Many people who have hand psoriasis currently smoke or used to smoke.

Smoking may increase the risk of developing hand psoriasis, as it can interfere with immune and nervous system signaling.

Therefore, people who smoke should try to cut down or quit. A 2016 study shows that the amount someone smokes relates to the appearance of hand psoriasis symptoms.

Here are some tips on how to quit smoking.


People with hand psoriasis may experience flare-ups in cold weather because of the reduced humidity. This dries out the skin.

In hot weather, both sunburn and spending time in air-conditioned environments can trigger the condition.

People can protect their hands by wearing gloves and using moisturizing creams.


For people with hand psoriasis, stress plays a dual role.

Stress can exacerbate psoriasis symptoms. In turn, the flare-ups may cause additional stress, which makes symptoms worse.
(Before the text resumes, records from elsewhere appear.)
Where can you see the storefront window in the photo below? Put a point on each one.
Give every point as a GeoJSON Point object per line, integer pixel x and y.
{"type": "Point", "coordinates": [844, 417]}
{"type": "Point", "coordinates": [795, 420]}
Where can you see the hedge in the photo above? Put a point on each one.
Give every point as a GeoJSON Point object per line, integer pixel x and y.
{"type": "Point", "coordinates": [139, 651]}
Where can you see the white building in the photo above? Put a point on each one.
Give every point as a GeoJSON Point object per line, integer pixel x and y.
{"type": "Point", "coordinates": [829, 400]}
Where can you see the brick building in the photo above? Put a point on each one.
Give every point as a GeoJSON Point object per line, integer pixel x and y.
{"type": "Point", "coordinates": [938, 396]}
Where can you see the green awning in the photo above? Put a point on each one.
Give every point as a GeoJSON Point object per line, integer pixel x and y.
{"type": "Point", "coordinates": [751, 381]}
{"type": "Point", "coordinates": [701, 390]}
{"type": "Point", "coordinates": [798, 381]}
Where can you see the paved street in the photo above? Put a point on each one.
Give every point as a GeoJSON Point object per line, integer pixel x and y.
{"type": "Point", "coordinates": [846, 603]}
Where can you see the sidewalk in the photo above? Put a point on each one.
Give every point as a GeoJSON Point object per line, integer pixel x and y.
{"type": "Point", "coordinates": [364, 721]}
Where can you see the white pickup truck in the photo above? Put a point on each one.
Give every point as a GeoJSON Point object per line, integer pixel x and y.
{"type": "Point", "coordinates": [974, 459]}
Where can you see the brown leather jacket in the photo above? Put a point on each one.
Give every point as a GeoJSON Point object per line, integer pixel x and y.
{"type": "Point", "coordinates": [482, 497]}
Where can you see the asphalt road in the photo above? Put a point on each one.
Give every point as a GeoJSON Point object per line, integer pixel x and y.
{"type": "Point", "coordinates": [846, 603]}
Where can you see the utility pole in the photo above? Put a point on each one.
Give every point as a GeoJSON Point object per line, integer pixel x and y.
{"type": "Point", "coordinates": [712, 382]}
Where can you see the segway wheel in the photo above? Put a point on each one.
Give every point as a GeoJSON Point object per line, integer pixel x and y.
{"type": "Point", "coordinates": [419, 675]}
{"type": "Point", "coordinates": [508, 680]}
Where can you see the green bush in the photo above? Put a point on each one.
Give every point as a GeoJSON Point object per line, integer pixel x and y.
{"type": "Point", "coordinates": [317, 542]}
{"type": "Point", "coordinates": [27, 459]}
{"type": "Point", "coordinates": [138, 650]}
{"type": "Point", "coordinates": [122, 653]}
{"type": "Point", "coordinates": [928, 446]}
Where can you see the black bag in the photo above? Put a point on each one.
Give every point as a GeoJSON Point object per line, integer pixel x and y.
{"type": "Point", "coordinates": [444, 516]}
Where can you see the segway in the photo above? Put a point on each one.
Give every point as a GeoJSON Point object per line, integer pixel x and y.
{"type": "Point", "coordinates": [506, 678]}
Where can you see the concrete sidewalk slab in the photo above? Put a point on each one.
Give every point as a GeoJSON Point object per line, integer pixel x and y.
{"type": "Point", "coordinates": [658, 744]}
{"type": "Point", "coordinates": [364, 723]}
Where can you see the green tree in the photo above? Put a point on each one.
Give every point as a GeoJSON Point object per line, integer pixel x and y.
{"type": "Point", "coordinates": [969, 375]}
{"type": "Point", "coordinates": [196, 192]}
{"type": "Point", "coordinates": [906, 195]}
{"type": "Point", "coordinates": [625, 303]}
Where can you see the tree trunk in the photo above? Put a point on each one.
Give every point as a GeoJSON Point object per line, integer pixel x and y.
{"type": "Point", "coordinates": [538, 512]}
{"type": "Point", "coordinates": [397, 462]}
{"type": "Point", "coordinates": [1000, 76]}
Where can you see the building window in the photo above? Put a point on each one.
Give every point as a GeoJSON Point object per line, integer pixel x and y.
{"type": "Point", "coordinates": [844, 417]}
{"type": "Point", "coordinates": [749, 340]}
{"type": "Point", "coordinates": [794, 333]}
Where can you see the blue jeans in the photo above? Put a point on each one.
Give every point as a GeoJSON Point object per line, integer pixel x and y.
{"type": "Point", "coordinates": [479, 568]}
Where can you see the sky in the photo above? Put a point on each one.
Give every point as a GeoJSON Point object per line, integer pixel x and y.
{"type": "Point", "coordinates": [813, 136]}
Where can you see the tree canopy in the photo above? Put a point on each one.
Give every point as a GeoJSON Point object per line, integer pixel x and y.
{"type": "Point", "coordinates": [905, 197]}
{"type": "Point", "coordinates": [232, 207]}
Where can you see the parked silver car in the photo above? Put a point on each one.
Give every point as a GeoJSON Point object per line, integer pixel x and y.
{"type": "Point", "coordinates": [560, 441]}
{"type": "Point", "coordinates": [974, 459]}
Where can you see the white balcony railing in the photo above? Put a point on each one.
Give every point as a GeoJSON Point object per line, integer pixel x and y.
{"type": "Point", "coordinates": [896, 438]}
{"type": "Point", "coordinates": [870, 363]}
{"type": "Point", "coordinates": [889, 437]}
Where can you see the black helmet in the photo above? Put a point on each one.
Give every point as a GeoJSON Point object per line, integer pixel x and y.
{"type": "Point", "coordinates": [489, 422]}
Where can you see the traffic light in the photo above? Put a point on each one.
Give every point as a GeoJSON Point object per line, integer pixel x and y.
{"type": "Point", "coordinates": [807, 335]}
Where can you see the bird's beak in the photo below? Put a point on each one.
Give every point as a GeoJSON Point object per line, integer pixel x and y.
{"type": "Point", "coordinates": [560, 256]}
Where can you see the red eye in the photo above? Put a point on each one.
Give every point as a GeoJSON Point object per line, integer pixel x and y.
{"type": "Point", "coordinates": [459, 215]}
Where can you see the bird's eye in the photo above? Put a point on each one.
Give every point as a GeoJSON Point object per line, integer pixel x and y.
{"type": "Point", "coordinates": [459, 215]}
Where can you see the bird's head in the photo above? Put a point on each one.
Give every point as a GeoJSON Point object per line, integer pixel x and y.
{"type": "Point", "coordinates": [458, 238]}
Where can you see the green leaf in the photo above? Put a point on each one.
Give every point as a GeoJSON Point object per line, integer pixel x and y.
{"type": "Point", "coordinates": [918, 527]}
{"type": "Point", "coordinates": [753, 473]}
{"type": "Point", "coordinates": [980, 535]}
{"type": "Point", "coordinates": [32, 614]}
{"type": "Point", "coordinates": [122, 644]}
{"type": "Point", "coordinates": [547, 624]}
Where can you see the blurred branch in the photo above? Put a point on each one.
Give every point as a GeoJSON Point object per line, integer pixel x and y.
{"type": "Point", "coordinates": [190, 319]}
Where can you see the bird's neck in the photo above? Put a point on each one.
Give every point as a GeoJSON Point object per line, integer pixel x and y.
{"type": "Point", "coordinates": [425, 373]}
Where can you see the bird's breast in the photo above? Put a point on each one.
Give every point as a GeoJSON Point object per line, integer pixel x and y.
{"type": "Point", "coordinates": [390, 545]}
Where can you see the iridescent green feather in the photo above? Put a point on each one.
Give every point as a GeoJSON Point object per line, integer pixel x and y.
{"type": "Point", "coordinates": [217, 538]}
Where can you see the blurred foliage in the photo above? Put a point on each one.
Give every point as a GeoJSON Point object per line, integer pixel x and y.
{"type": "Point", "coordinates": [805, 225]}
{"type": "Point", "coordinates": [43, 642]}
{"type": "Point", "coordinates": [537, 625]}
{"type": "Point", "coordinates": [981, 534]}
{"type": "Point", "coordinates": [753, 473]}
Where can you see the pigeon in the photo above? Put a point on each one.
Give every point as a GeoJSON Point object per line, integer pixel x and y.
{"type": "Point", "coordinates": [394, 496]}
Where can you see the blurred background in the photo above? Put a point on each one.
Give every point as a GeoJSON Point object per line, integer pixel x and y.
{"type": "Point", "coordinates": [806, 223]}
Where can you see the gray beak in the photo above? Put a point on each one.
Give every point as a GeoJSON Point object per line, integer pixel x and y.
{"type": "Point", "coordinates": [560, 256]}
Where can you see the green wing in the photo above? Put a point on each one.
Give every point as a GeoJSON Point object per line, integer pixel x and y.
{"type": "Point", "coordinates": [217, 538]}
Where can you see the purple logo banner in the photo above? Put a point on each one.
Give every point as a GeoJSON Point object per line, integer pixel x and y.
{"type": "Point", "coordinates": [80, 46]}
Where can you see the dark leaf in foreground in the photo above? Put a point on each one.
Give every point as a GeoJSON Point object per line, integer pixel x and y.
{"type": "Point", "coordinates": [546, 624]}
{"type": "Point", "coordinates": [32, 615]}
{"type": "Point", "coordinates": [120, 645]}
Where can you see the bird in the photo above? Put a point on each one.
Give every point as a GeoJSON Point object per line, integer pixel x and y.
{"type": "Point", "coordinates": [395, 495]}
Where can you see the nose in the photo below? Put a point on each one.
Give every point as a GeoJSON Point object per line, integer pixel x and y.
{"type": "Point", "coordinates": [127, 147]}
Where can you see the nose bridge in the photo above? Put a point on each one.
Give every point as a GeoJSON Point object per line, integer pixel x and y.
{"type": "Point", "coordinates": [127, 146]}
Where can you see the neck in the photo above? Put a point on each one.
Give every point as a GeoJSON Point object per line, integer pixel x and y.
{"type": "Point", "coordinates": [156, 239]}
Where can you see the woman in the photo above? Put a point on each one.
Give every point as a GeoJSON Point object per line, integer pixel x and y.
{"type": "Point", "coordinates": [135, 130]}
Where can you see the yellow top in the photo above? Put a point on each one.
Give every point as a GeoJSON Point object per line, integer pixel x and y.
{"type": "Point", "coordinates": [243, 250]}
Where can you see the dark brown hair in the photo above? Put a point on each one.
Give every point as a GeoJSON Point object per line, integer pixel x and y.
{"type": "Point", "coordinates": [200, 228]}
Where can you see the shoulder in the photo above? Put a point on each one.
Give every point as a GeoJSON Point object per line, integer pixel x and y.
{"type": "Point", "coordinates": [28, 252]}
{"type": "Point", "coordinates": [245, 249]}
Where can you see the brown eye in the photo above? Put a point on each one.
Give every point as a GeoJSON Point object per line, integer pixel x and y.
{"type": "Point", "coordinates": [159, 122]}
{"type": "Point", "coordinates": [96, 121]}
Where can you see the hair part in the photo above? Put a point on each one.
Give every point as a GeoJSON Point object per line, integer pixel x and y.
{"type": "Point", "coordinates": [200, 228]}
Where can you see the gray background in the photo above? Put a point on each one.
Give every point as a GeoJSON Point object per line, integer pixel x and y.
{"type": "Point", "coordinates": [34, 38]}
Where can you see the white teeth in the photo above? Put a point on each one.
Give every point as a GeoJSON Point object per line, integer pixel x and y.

There are some techniques people can use to manage stress, including:

  • breathing exercises
  • meditation
  • exercise
  • yoga
  • rest

If someone thinks they may have psoriasis, they should contact a doctor or dermatologist to discuss a treatment plan. Contacting a doctor can help rule out another condition with similar symptoms, such as eczema.

People with a psoriasis diagnosis should meet with their doctor if their symptoms worsen.

Unlike other autoimmune diseases, doctors do not diagnose psoriasis using traditional testing methods such as imaging or blood tests.

Instead, they perform a physical examination of the psoriasis symptoms and judge the severity.

They may also take a skin biopsy of the affected area.

A doctor can also identify if a person has an increased risk of developing hand psoriasis by looking at their medical history.

For example, the person may have other immune system disorders. They may have family members with psoriasis or other skin conditions.

Hand psoriasis is a chronic disease that requires proper management to avoid aggravation or worsening of symptoms.

People with hand psoriasis can manage their symptoms by making lifestyle changes and formulating a treatment plan alongside a medical professional.

Doctors will consider the severity of a person’s condition and prescribe an appropriate topical or systemic medication.